Le fait nouveau, cette fois-ci, c’est la facilité avec laquelle des officiers de l’armée et de la police ont accès aux médias à propos d’une crise de ce genre. Tels des chefs de milices rivales engagés dans une guerre psychologique et de mobilisation des troupes en prélude à une offensive généralisée. On parle même de pourparlers et de négociation comme le feraient des entités autonomes ne dépendant pas toutes de la même hiérarchie. Moi qui croyais bêtement qu’il suffisait d’un coup de fil entre les deux ministres de tutelle (Yayi Boni de la Défense et Benoit Dègla de l’Intérieur) pour sonner la fin de la chienlit. Et que tous ceux qui se sont épanchés dans les médias sans autorisation préalable de leurs autorités respectives devraient êtres soumis à la rigueur de la loi. La menace d’attaquer le commissariat central et le tribunal en plein centre de Cotonou de la part d’un officier de l’armée est trop sérieuse et beaucoup plus dommageable à l’ordre public qu’une marche pacifique de protestation de quelques jeunes chômeurs à mains nues.

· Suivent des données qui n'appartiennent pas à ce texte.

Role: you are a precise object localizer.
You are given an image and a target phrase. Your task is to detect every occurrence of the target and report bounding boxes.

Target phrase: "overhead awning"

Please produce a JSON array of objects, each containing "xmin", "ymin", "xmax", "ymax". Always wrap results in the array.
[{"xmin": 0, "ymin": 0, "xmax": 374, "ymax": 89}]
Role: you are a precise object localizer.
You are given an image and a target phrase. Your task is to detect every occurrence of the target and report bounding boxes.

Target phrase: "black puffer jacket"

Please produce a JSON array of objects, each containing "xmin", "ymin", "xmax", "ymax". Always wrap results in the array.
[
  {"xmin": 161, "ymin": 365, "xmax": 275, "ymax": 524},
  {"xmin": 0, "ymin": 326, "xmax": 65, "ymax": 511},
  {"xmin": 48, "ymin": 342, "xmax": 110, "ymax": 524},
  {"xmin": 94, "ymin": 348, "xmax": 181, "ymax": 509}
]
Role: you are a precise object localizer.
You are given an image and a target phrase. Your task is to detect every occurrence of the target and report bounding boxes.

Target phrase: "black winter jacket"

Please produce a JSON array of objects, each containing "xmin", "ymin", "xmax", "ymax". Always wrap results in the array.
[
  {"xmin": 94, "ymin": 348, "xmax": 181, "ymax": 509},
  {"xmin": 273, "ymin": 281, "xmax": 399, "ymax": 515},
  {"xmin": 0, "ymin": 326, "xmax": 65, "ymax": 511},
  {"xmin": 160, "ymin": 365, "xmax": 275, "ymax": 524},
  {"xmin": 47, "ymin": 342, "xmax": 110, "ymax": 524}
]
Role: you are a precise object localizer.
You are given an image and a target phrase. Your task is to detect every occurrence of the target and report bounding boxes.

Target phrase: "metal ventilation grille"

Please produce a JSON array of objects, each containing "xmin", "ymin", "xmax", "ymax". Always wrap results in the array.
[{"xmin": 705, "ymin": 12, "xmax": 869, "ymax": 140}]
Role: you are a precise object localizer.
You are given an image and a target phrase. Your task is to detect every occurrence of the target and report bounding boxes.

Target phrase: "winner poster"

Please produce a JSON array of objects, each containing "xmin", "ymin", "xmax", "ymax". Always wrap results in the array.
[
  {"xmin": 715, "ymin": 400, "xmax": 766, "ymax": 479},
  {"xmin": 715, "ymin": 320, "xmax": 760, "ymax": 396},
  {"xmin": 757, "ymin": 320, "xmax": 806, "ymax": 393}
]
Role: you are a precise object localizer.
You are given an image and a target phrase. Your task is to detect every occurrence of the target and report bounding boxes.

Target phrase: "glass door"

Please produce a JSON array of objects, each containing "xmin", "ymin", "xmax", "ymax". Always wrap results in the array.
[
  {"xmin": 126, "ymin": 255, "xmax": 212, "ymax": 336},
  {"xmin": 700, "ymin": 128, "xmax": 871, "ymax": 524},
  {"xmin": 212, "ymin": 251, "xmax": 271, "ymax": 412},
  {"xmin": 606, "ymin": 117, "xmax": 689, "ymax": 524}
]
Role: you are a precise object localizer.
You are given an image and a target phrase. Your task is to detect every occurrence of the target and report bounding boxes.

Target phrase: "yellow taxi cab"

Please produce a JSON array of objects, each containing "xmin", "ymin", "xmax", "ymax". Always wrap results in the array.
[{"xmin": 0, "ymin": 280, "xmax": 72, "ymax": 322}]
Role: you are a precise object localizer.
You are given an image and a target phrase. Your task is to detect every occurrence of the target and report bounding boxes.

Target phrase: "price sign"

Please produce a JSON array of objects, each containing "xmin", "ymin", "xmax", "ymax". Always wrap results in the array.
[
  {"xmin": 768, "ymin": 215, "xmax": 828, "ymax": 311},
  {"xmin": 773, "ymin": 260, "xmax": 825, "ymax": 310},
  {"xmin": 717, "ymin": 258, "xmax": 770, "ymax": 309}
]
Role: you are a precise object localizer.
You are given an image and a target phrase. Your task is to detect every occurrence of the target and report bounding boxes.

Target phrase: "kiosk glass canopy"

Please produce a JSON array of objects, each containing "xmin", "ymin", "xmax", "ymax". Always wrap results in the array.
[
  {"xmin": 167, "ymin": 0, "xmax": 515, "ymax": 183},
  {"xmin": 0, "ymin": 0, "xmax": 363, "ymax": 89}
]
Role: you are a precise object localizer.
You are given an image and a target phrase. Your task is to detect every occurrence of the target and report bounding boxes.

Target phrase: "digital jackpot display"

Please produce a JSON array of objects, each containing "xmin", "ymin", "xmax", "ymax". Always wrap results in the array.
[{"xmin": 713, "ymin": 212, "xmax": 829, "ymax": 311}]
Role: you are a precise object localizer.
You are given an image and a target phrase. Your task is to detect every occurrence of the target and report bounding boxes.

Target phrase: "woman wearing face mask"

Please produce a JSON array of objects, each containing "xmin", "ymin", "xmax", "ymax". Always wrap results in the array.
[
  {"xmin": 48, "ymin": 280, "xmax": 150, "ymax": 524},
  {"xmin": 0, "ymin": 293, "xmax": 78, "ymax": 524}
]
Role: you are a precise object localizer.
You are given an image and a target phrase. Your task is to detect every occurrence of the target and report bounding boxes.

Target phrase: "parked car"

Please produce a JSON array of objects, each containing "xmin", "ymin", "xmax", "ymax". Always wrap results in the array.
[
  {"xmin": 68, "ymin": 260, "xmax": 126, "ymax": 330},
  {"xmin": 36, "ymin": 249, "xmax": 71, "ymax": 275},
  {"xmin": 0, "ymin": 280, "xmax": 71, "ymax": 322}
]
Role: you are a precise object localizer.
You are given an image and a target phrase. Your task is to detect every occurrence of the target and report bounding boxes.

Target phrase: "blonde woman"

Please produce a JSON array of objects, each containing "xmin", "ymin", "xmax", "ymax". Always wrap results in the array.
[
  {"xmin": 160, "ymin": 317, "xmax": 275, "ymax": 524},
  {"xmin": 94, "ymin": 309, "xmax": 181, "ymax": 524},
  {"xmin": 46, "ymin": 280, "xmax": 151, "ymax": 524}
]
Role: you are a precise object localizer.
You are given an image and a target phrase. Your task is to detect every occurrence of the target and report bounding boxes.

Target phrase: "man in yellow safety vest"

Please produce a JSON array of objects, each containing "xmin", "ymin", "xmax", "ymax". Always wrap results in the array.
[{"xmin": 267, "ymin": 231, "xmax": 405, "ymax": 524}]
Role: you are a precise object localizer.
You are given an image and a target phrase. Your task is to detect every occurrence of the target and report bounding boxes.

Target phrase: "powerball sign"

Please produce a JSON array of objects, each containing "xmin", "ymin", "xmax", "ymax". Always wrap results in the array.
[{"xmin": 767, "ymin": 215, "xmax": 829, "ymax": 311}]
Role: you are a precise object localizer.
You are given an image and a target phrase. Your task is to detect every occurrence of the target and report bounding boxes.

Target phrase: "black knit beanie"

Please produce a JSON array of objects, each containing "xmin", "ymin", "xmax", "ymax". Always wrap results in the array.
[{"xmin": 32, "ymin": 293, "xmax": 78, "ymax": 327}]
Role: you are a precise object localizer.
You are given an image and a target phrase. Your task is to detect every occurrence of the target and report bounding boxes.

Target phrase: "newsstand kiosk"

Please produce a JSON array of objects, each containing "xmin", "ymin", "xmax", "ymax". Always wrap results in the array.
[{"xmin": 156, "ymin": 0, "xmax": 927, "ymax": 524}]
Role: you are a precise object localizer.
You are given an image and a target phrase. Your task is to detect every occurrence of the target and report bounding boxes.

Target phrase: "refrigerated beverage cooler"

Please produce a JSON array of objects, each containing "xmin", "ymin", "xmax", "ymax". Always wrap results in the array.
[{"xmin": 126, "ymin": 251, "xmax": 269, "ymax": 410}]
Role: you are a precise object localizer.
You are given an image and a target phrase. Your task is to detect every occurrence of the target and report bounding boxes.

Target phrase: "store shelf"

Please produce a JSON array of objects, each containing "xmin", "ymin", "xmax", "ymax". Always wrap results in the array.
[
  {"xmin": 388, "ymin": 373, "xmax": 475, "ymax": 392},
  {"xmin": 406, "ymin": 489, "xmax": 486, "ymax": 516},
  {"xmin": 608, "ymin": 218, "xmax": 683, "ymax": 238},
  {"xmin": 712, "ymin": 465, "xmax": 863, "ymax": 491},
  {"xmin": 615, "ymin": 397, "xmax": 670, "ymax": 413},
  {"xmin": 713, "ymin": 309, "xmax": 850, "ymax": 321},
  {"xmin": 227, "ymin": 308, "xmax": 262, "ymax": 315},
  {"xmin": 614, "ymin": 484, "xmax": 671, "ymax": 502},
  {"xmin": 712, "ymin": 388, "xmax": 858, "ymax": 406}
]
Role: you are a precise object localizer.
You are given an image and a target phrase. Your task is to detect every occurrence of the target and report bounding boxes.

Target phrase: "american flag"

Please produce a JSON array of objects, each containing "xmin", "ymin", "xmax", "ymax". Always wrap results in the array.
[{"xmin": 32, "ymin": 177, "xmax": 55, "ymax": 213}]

A espérer qu’encore une fois le tristement célèbre génie béninois ne s’immisce dans le débat et ne débouche sur un de ces compromis faits de favoritisme, de clientélisme et de complaisance. Dans un Etat républicain, les auteurs de coups et blessures devraient en réponde devant les instances judiciaires ou réglementaires assermentées. Un officier de l’armée qui menace publiquement le commissariat central et le tribunal de Cotonou d’attaque ou un chef de la police qui s’en prend à des militaires doivent chacun recevoir la réponse appropriée suivant les textes de la République. Sans oublier l’obligation pour les supérieurs hiérarchiques des auteurs de ces actes de venir faire amende honorable auprès de l’opinion publique traumatisée par ces proclamations de puissance et d’arrogance. En plus de restaurer l’autorité de l’Etat, il convient de réhabiliter la discipline au sein des « corps habillés ».